Qiao Mianmian memanggilnya 'kakak tertua' dengan agak canggung. Ia masih tidak terbiasa. Terutama di hadapan Mo Yesi, ia menjadi lebih gugup. Orang itu adalah Mo Shixiu! Tokoh berita yang hanya ia lihat di televisi dan menjadi pilar negara!
Mo Shixiu awalnya bercanda untuk meredakan suasana. Melihat Qiao Mianmian benar-benar menganggapnya serius, ia tidak bisa menahan tawa. "Adik ipar, tidak perlu gugup, aku barusan hanya bercanda. Tampaknya, kau baru pertama kali bertemu denganku. Aku juga tidak menyiapkan hadiah apapun untukmu. Aku akan memberikan hadiah untukmu lain kali."
"Eh, kalau begitu ... Terima kasih, Kakak tertua," balas Qiao Mianmian.
Ketika Qiao Mianmian melihat Mo Shixiu tertawa, Mo Shixiu terlihat tidak terlalu serius. Apalagi, sifat yang pria itu miliki tampaknya cukup baik, bukan seperti orang yang sulit bergaul. Ketika ia berhadapan dengan Mo Shixiu, perasaan gugupnya perlahan berkurang.
"Sudah terlambat, ayo makan." Nenek Mo bangun dan melambai ke Qiao Mianmian sambil tersenyum. "Kemarilah dan duduk di sebelah nenek sebentar."
Nenek Mo tentu saja bisa menyadari kalau ibu Mo tidak menyukai Qiao Mianmian. Ibu Mo terlihat enggan menerima hadiah barusan. Ini terlihat sangat jelas. Nenek Mo saja sadar, bagaimana mungkin Qiao Mianmian tidak menyadari?
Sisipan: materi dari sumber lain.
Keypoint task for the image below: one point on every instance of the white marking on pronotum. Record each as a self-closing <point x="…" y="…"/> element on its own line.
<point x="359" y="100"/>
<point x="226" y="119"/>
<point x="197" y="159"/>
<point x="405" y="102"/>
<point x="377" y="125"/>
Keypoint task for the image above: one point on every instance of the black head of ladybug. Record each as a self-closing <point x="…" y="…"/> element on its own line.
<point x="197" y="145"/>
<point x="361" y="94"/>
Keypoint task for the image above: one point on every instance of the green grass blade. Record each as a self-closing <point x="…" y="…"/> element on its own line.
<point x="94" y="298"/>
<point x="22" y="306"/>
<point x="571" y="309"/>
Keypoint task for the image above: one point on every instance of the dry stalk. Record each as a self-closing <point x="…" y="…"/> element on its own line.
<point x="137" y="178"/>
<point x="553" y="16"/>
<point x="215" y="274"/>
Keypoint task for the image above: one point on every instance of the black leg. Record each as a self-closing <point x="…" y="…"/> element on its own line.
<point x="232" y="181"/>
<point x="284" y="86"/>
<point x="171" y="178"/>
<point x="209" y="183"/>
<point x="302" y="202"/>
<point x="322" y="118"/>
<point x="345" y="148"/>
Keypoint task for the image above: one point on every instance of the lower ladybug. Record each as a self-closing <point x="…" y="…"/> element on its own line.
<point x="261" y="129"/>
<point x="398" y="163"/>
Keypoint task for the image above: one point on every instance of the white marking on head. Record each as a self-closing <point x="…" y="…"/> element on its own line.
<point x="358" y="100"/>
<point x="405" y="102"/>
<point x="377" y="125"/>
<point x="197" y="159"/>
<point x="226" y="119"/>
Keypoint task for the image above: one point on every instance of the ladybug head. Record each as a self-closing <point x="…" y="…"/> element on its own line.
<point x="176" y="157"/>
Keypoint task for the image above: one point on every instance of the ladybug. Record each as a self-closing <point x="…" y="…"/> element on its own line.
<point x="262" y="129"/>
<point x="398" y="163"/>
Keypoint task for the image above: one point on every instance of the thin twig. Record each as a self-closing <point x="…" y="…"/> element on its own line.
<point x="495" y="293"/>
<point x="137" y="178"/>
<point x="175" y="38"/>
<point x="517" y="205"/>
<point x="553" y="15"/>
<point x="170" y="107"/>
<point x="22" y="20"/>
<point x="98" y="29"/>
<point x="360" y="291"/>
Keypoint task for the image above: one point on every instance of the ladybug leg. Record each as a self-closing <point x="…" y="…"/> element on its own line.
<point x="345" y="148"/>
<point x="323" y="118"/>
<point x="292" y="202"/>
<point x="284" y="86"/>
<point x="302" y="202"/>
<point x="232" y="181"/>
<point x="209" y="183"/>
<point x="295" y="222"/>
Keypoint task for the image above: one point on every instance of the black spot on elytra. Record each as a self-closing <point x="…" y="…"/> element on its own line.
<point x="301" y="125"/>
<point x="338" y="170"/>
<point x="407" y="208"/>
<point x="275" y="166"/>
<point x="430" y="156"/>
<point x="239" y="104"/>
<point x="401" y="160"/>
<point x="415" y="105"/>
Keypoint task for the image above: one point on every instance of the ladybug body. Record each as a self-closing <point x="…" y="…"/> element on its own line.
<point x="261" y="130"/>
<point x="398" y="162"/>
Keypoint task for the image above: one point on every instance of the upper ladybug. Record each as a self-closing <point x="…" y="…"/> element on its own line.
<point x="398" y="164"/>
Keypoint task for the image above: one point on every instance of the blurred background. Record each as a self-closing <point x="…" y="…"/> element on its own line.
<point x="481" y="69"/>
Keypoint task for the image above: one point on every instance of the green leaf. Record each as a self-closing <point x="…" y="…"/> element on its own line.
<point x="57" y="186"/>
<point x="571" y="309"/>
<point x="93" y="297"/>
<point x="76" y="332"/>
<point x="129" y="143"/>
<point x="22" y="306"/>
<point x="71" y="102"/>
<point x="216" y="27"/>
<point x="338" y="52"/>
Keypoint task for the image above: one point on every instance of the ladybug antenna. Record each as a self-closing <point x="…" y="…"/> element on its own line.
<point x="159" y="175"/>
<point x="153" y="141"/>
Nenek Mo benar-benar menyukai Qiao Mianmian. Tentu saja ia tidak rela Qiao Mianmian menderita. Melihat ibu Mo membuat Qiao Mianmian sedih, ia ingin lebih menyayangi anak ini. Lantas karena Qiao Mianmian dibuat sakit hati oleh ibu Mo, nenek Mo jadi ingin bermain api dengan mengganggu ibu Mo.
Qiao Mianmian melihat nenek Mo memanggilnya, sehingga ia segera melepaskan genggaman tangan Mo Yesi dan pergi ke arah wanita tua itu. Ia menyentuh lengan nenek Mo dengan penuh kasih sayang dan berkata dengan manis, "Baik, Nenek. Aku juga ingin duduk di sebelahmu supaya bisa mengobrol lebih banyak denganmu."
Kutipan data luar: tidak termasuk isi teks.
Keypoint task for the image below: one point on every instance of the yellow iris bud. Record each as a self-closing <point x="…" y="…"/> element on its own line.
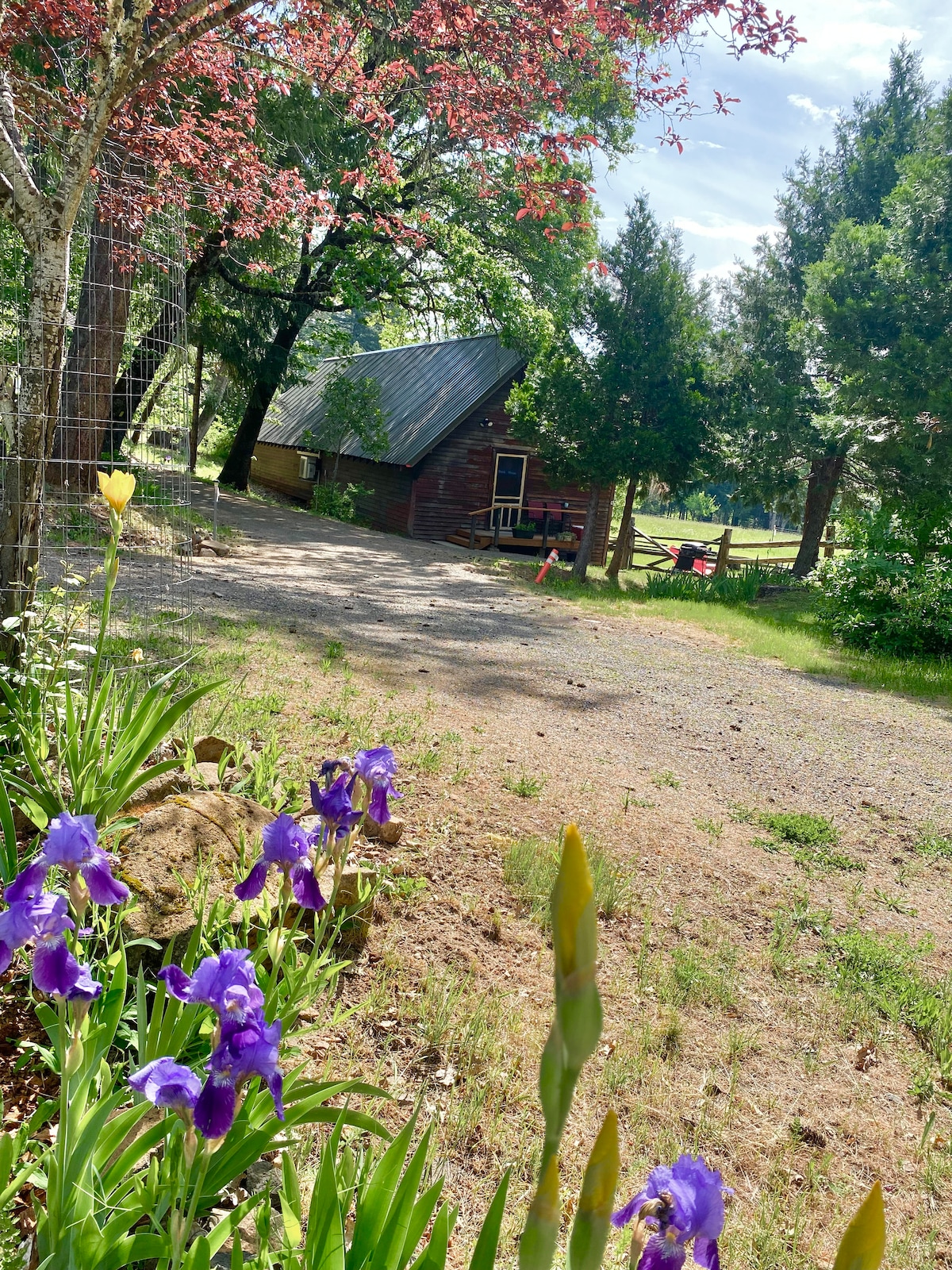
<point x="117" y="489"/>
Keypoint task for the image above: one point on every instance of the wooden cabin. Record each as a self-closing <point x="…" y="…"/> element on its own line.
<point x="452" y="470"/>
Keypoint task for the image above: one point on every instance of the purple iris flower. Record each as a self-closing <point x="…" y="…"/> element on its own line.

"Anak pintar." Nenek Mo tertawa lebar. "Jangan pulang malam ini, menginaplah di sini. Masih banyak hal yang ingin nenek katakan padamu."
"Umm ..."
Qiao Mianmian menoleh untuk melihat Mo Yesi dan menanyakan pendapatnya menggunakan sorot mata. Mo Yesi pun mengangguk padanya. "Karena nenek yang meminta, baiklah. Kita akan pulang besok."
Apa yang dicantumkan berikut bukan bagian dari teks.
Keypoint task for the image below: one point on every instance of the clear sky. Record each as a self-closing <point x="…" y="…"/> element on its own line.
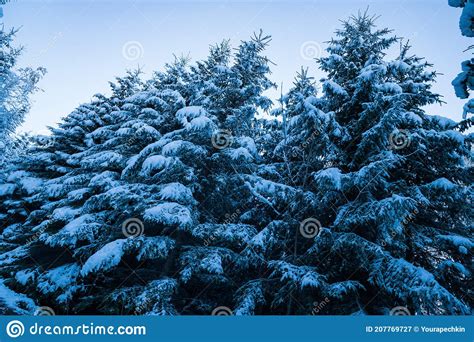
<point x="85" y="43"/>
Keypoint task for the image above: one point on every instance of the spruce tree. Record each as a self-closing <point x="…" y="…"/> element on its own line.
<point x="16" y="86"/>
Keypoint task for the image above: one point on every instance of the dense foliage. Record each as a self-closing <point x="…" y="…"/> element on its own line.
<point x="191" y="192"/>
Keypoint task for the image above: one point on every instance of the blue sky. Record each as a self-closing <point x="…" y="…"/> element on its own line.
<point x="85" y="43"/>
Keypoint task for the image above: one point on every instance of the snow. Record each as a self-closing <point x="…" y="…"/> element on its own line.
<point x="17" y="303"/>
<point x="329" y="177"/>
<point x="466" y="20"/>
<point x="334" y="88"/>
<point x="81" y="228"/>
<point x="58" y="278"/>
<point x="154" y="163"/>
<point x="172" y="214"/>
<point x="390" y="87"/>
<point x="240" y="153"/>
<point x="65" y="213"/>
<point x="105" y="258"/>
<point x="30" y="184"/>
<point x="184" y="115"/>
<point x="442" y="183"/>
<point x="7" y="189"/>
<point x="457" y="3"/>
<point x="177" y="192"/>
<point x="25" y="276"/>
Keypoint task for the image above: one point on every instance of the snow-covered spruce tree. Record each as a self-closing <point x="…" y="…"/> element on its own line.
<point x="48" y="173"/>
<point x="16" y="86"/>
<point x="399" y="187"/>
<point x="464" y="82"/>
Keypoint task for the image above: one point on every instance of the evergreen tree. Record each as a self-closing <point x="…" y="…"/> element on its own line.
<point x="464" y="82"/>
<point x="16" y="86"/>
<point x="173" y="196"/>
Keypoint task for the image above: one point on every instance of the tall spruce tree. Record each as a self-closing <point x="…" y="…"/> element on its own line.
<point x="172" y="196"/>
<point x="464" y="82"/>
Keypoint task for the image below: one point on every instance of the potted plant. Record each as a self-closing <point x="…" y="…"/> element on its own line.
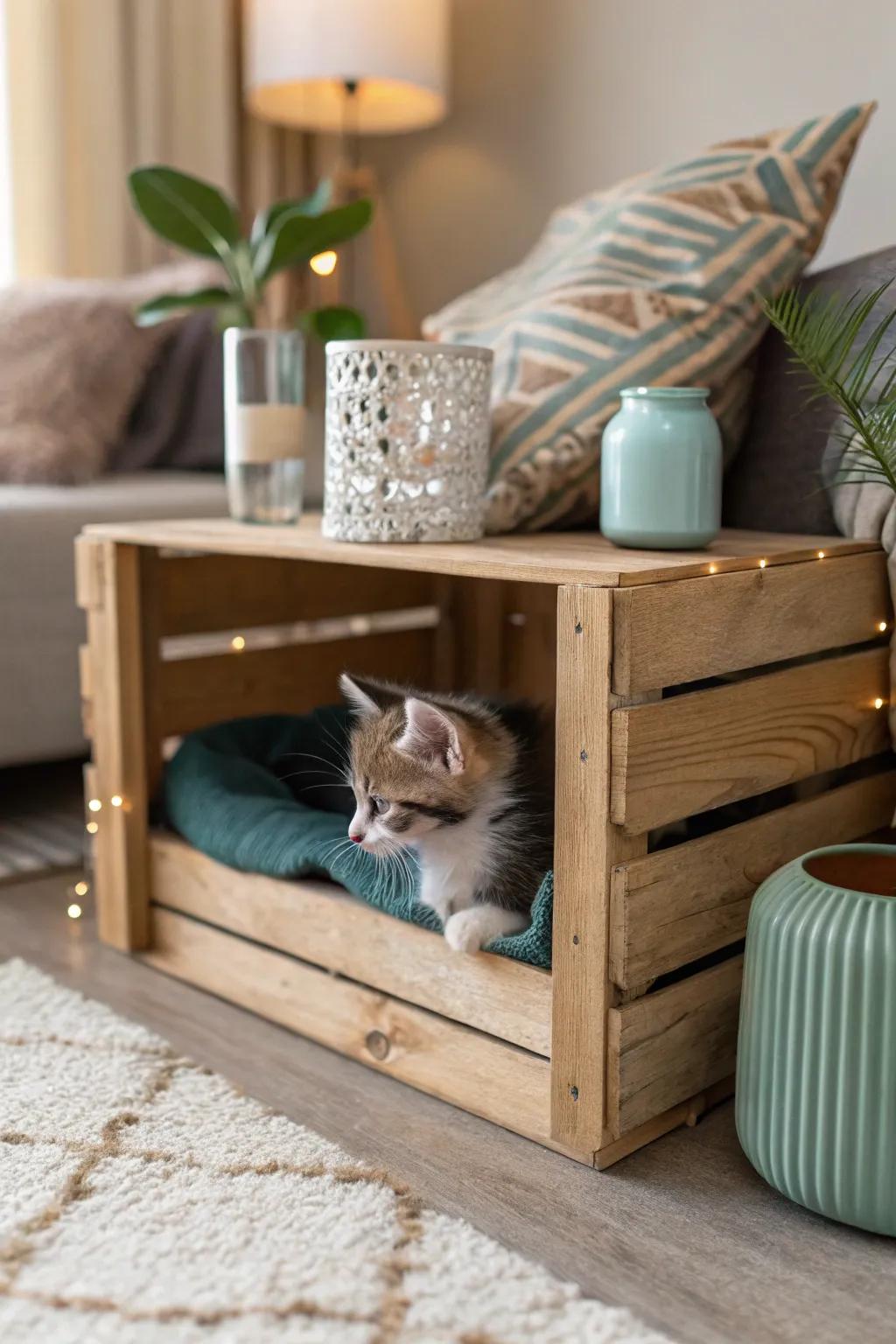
<point x="263" y="368"/>
<point x="852" y="359"/>
<point x="823" y="333"/>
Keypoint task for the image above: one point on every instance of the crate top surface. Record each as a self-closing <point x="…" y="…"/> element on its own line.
<point x="537" y="558"/>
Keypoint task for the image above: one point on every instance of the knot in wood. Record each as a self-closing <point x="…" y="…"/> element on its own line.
<point x="378" y="1045"/>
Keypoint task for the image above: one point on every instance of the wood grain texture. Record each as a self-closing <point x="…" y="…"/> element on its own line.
<point x="531" y="642"/>
<point x="121" y="652"/>
<point x="695" y="752"/>
<point x="584" y="850"/>
<point x="699" y="628"/>
<point x="685" y="1113"/>
<point x="682" y="903"/>
<point x="672" y="1045"/>
<point x="494" y="1080"/>
<point x="542" y="558"/>
<point x="202" y="593"/>
<point x="288" y="679"/>
<point x="324" y="925"/>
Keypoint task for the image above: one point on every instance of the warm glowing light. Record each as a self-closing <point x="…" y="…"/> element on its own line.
<point x="324" y="263"/>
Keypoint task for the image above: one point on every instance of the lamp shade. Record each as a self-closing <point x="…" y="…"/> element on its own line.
<point x="301" y="52"/>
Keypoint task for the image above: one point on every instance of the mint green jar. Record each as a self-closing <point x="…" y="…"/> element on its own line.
<point x="816" y="1100"/>
<point x="662" y="469"/>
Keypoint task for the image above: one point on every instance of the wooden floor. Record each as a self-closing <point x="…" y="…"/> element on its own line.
<point x="684" y="1233"/>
Nenek Mo terlihat sangat senang. Ia meraih tangan Qiao Mianmian dan tersenyum bahagia. "Setelah makan malam nanti, maukah kau menemani nenek berjalan-jalan?"
"Baik," jawab Qiao Mianmian.
Qiao Mianmian mengangguk patuh. Apapun yang dikatakan nenek Mo, ia akan menurutinya.